A question of public image

The Public Health England evidence review underlines the importance of unambiguously communicating the benefits of switching from smoking to vaping. That this hasn’t happened on a large enough scale speaks to the lack of clarity in public messaging – not least from the WHO, whose spokespeople consistently peddle the accurate, yet unrealistic, message that the safest approach is not to consume either combustible tobacco products or e-cigarettes.

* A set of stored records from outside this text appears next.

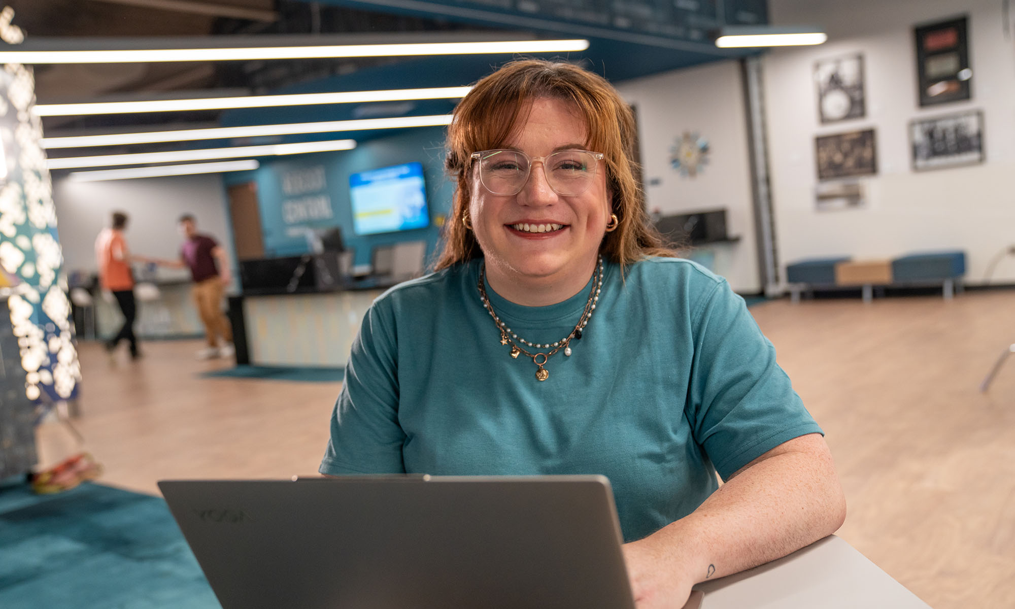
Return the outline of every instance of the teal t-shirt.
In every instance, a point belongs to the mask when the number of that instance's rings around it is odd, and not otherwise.
[[[572,354],[536,365],[483,309],[481,261],[379,297],[352,345],[321,463],[325,474],[603,474],[624,539],[693,512],[728,478],[794,437],[821,432],[743,298],[687,260],[607,263]],[[566,337],[591,281],[549,307],[489,285],[494,311],[533,343]],[[532,351],[532,349],[529,349]]]

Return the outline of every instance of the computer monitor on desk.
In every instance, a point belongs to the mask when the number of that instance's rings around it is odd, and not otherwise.
[[[405,281],[423,274],[426,242],[401,242],[374,248],[373,275],[392,281]]]

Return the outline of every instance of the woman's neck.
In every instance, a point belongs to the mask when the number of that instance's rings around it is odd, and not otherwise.
[[[486,282],[490,288],[500,297],[523,307],[549,307],[570,298],[589,284],[598,263],[599,258],[596,257],[588,268],[531,277],[484,262]]]

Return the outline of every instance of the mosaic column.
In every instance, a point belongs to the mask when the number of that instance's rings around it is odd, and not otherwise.
[[[9,21],[8,21],[9,22]],[[18,41],[19,42],[19,41]],[[0,70],[0,267],[20,280],[7,298],[17,337],[25,396],[37,402],[77,395],[74,346],[53,187],[41,140],[31,71]]]

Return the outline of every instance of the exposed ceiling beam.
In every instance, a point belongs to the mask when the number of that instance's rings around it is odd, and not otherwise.
[[[172,10],[177,12],[193,13],[198,15],[210,15],[213,17],[231,17],[233,19],[248,19],[250,21],[265,21],[267,23],[273,23],[278,20],[278,13],[273,10],[249,8],[246,6],[233,6],[230,4],[218,4],[215,2],[197,2],[195,0],[93,0],[93,1],[108,2],[111,4],[127,4],[130,6],[141,6],[144,8]]]

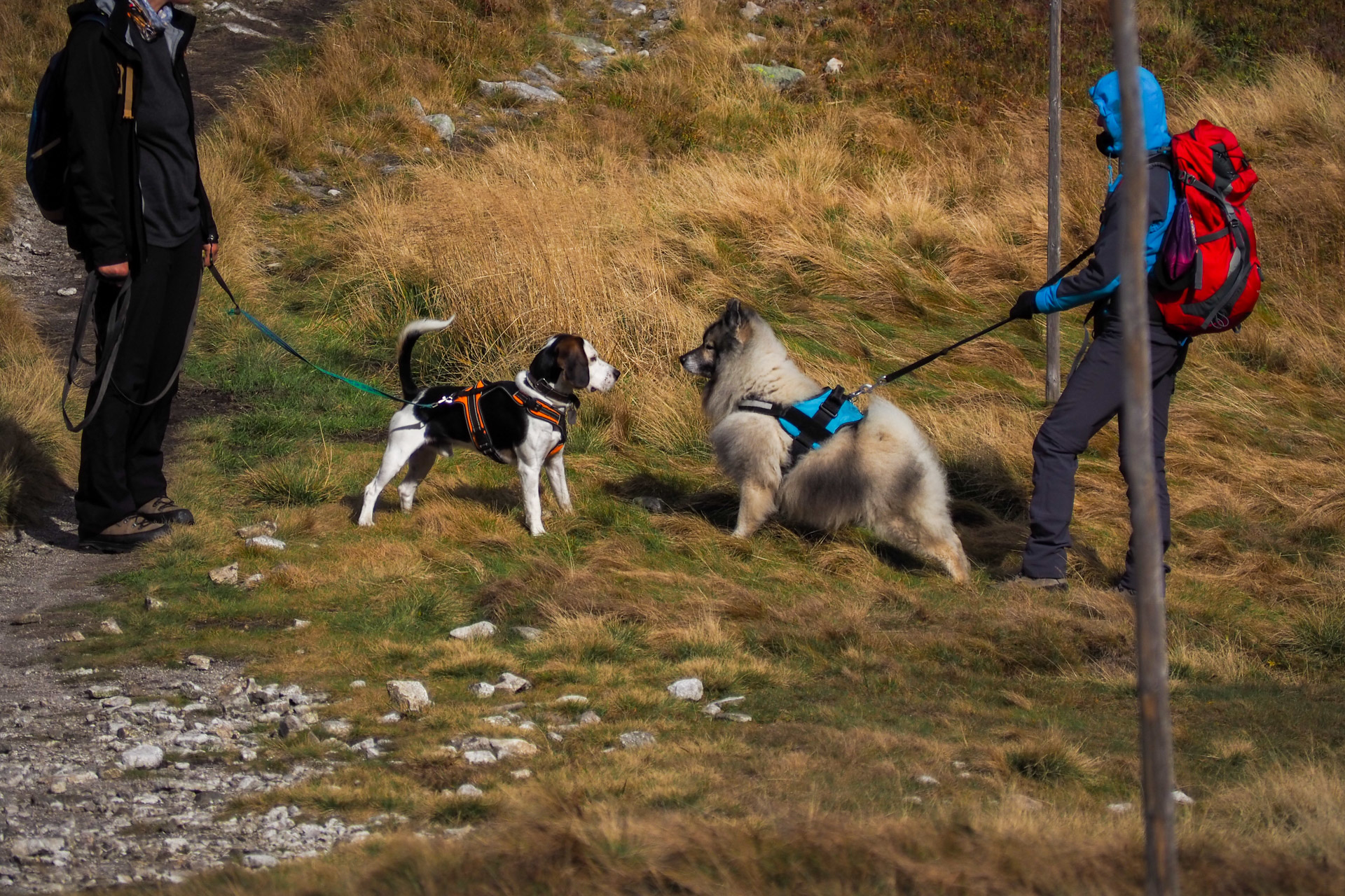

In a 2020 Q&A, meanwhile, the WHO implied that vaping wasn’t necessarily safer than smoking – a claim divorced from scientific evidence that drew swift condemnation from experts, including one researcher into tobacco addiction who accused the WHO of ‘blatant misinformation’. While the WHO might prefer that people abstain entirely from nicotine products, many people aren’t able to give up their habit, or simply don’t wish to. Given that reality, policymakers and public health experts should consider that not only is vaping many times safer than using combustible tobacco products, it may be crucial to some who are trying to break a dangerous addiction.

Regulation rather than prohibition

Across the world, tens of millions of smokers are moving to e-cigarettes, with governments in countries such as New Zealand and the UK recognising the long-term potential for harm reduction and incorporating the devices in their plans to curb smoking. Other policymakers – including in the EU – are still equivocating, a position which could have a devastating impact on their attempts to reduce deadly tobacco smoking. European policymakers have failed to adequately distinguish between combustible tobacco products and e-cigarettes, let alone craft innovative policies to encourage European smokers to switch to the devices in order to reduce their risk of deleterious health effects. 

This impasse is perpetuating falsehoods among the populations of countries in the European bloc. According to a Eurobarometer survey, more than 70 percent of respondents think e-cigarettes should be regulated as strictly as combustible tobacco—a startling finding that is likely rooted in their lack of understanding about the relative risk profiles of the two products. A study published last year found that almost two-thirds of Europeans erroneously believe that vaping is at least as dangerous as smoking. While over 20% of EU adults smoke, just two percent are regular vapers, with most European smokers never having even tried an e-cigarette—a missed opportunity which could threaten Europe’s strategy to stamp out smoking.

Facing up to the challenges

The EU approach risks prioritising policies that restrict access to the very products that are most likely to help people embrace healthier habits. In the bloc’s Beating Cancer Plan (BCP), tobacco is rated as the top avoidable risk factor, responsible for 15 to 20 percent of all European cancer cases; its goal is to create a ‘tobacco-free generation’ (<5 percent tobacco users) by 2024. 

As the scientific evidence in favour of harm reduction grows, many believe that reduced risk products have an important role to play in helping Europeans to quit smoking. If it wants to meet its objectives, Brussels needs to re-examine the anti-scientific approach to smoking cessation which it shares with the WHO.